Routh-Hurwitz Stability Criterion

[FlatAssembler]

What do you think, what is the easiest way to implement the special cases of the Hurwitz algorithm, that is, when one or more elements in a row of the matrix are zero?
The core of my program implementing the Hurwitz Algorithm is this (in AEC, the programming language I designed and implemented):

Code:

Function popuni_matricu() Which Returns Integer16 Does
  Integer16 broj_stupaca :=
              (stupanj_polinoma + 1) / 2 + mod(stupanj_polinoma + 1, 2),
            broj_redaka := stupanj_polinoma + 1;
  Integer16 i := 0;
  //Popunimo matricu prvo not-a-numbersima...
  While i < broj_redaka Loop
    Integer16 j := 0;
    While j < broj_stupaca Loop
      matrica[f(i, j)] := 0. / 0.;
      j += 1;
    EndWhile
    i += 1;
  EndWhile
  //Zatim idemo primjeniti Hurwitzov algoritam...
  i := 0;
  While i < broj_redaka Loop
    Integer16 j := 0;
    While j < broj_stupaca Loop
      If i = 0 Then // Prvi redak
        matrica[f(i, j)] := polinom[j * 2];
      ElseIf i = 1 Then // Drugi redak
        matrica[f(i, j)] := (j * 2 + 1 < stupanj_polinoma + 1) ?
                            polinom[j * 2 + 1] :
                            0;
      Else // Ostali reci...
        If matrica[f(i - 1, 0)] = 0 Then
          //TODO: Implementirati što se radi u posebnim slučajevima...
          Return 0;
        EndIf
        matrica[f(i, j)] := (matrica[f(i - 1, 0)] *
                            (j + 1 < broj_stupaca ?
                             matrica[f(i - 2, j + 1)] : 0) -
                            (matrica[f(i - 2, 0)] *
                            (j + 1 < broj_stupaca ?
                             matrica[f(i - 1, j + 1)] : 0))) /
                            matrica[f(i - 1 , 0)];
      EndIf
      j += 1;
    EndWhile
    i += 1;
  EndWhile
  If matrica[f(broj_redaka - 1, 0)] = polinom[stupanj_polinoma] Then
    Return 1;
  EndIf
  Return 0;
EndFunction

What should be done at the place of TODO, instead of returning an error code? Neso Academy video presents two ways of dealing with that, none of which seem easy to program.

[BrianSoddingBoru4]

I don’t know.

Boru

[The Valkyrie]

Try T0T0 instead.

It's in Kansas.

Or Africa.

Just watch out for the rains.

[FlatAssembler]

I don’t know.

Boru

I think the Osnove Automatskog Upravljanja (where we are taught about the Hurwitz Criterion) is the most difficult course in the undergraduate Computer Science curriculum. It makes me think about dropping out, even if I only have two courses left before the diploma (I still haven't passed my Komunikacijske Vještine class).

[Angrboda]

[BrianSoddingBoru4]

I don’t know.

Boru

I think the Osnove Automatskog Upravljanja (where we are taught about the Hurwitz Criterion) is the most difficult course in the undergraduate Computer Science curriculum. It makes me think about dropping out, even if I only have two courses left before the diploma (I still haven't passed my Komunikacijske Vještine class).
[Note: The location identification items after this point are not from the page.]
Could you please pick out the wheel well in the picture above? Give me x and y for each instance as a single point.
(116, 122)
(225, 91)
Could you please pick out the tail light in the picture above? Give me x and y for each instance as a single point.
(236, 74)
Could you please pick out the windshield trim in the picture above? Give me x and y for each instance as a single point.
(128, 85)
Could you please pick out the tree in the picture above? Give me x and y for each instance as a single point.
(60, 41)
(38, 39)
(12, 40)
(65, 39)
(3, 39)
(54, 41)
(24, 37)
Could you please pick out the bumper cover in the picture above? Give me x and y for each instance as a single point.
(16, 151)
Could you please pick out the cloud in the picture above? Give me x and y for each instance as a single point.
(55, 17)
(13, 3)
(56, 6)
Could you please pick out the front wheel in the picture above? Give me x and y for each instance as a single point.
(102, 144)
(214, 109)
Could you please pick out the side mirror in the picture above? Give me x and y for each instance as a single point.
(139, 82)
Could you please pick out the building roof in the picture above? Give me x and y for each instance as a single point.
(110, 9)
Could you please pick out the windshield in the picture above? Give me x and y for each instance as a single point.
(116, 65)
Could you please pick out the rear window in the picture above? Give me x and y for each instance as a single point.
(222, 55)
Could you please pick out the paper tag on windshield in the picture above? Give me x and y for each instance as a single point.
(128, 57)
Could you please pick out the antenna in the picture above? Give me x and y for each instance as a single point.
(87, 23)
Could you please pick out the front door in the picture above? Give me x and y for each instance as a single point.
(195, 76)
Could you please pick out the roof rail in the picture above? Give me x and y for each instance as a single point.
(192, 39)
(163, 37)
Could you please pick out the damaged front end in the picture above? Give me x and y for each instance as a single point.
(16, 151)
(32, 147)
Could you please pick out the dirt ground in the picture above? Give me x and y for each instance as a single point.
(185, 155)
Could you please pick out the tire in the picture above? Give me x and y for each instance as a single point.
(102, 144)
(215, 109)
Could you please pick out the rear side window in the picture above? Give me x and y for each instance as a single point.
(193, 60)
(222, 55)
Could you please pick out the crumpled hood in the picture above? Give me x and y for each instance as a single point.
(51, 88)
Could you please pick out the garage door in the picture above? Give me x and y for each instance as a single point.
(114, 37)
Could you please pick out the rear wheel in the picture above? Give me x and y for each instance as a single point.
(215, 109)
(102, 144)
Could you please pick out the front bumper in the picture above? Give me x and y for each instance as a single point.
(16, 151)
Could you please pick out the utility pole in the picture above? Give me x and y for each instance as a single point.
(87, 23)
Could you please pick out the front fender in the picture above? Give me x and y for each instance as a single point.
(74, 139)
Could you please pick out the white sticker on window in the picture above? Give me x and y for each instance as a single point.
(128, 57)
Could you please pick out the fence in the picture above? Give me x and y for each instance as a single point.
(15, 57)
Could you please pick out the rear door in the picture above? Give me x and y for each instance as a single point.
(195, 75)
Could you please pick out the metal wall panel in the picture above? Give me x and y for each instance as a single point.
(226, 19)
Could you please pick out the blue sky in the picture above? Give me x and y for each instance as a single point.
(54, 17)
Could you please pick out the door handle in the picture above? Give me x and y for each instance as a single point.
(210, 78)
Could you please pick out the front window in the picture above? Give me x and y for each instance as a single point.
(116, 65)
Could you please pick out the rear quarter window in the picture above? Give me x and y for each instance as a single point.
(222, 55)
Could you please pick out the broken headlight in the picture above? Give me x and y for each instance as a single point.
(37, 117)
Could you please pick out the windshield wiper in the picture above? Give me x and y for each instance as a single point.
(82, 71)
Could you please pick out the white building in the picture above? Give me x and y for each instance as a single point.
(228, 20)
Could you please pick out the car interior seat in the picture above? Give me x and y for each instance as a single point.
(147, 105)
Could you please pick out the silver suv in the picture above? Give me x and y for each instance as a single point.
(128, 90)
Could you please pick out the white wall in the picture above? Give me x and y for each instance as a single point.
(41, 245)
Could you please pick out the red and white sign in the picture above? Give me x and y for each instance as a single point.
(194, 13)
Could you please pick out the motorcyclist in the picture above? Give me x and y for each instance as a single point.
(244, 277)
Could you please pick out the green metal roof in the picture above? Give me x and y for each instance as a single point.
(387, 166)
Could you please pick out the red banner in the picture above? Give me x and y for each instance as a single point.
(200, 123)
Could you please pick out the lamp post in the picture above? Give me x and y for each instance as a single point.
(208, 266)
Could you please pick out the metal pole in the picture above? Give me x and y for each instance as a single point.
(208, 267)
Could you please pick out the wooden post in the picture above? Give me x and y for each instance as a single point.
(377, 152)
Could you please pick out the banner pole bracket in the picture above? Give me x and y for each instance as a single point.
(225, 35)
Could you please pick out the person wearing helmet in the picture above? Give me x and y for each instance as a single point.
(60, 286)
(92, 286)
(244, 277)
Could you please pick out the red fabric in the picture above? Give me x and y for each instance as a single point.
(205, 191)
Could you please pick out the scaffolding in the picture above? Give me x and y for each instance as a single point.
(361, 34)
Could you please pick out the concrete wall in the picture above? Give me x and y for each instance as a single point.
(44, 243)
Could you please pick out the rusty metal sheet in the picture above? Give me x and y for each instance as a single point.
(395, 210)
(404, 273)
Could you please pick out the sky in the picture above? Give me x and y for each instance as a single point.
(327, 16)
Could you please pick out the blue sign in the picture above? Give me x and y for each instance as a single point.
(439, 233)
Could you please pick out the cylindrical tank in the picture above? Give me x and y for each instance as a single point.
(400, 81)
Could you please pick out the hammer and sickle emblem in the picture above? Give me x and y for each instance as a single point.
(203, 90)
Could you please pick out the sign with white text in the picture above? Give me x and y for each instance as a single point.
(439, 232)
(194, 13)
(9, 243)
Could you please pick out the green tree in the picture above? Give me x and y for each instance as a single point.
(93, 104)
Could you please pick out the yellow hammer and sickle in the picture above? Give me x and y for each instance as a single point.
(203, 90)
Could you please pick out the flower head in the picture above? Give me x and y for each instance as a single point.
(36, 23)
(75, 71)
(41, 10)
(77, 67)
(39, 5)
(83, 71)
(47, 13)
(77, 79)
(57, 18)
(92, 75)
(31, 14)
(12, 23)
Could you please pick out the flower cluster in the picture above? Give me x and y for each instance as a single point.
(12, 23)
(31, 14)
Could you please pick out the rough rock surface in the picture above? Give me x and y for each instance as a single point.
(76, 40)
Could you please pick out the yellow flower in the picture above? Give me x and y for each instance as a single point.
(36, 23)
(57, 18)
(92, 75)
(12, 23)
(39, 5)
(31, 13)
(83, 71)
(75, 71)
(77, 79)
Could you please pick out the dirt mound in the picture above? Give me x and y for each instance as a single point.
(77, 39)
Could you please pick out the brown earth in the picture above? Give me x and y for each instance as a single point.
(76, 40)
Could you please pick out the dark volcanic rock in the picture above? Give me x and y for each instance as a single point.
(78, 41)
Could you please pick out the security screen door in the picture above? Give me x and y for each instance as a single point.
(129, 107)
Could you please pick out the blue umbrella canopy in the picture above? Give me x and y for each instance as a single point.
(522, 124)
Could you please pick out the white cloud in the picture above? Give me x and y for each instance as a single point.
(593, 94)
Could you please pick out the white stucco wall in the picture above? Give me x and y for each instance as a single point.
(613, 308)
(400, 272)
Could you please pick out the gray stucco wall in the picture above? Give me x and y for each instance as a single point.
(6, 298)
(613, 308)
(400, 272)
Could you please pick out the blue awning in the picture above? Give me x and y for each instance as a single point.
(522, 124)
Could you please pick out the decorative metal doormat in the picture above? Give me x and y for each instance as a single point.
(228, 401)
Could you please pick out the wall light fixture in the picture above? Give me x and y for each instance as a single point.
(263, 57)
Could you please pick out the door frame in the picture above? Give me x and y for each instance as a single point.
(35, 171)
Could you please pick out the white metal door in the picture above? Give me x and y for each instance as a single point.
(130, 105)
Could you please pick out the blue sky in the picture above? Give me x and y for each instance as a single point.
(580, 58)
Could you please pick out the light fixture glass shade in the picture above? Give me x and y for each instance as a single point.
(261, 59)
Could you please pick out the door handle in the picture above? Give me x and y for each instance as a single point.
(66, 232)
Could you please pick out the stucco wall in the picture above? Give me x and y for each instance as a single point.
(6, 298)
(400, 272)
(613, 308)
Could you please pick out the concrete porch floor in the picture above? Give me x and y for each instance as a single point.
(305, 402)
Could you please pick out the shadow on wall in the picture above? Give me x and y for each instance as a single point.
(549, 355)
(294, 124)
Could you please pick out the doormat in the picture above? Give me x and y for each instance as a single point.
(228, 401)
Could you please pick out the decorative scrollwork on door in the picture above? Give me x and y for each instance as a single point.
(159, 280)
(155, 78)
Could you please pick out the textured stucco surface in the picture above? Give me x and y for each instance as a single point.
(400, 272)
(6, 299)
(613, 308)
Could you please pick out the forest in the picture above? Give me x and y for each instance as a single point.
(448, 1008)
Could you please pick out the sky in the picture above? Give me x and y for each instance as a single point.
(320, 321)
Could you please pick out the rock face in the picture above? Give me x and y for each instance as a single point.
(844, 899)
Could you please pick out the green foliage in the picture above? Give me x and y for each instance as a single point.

Well, if you drop out of you programming course, it’ll give you more time to focus on boring philology and wrong nutrition. 

Boru

[arewethereyet]

Take two sesame seeds, wash it down with raw heme iron, and call the doctor in the morning.

[zebo-the-fat]

Fish!

[FlatAssembler]

Try T0T0 instead.

It's in Kansas.

Or Africa.

Just watch out for the rains.

Sorry, I don't understand what you mean. If that's supposed to be a joke, the question I asked in the OP is a serious question, so I expect serious responses.

[FlatAssembler]

I think the Osnove Automatskog Upravljanja (where we are taught about the Hurwitz Criterion) is the most difficult course in the undergraduate Computer Science curriculum. It makes me think about dropping out, even if I only have two courses left before the diploma (I still haven't passed my Komunikacijske Vještine class).

Well, if you drop out of you programming course, it’ll give you more time to focus on boring philology and wrong nutrition. 

Boru

Well, when studying names of places in Croatia, I really feel like I am discovering something important. Especially since I think I have discovered how to estimate p-values of the patterns in the names of places, using the collision entropy and birthday calculations.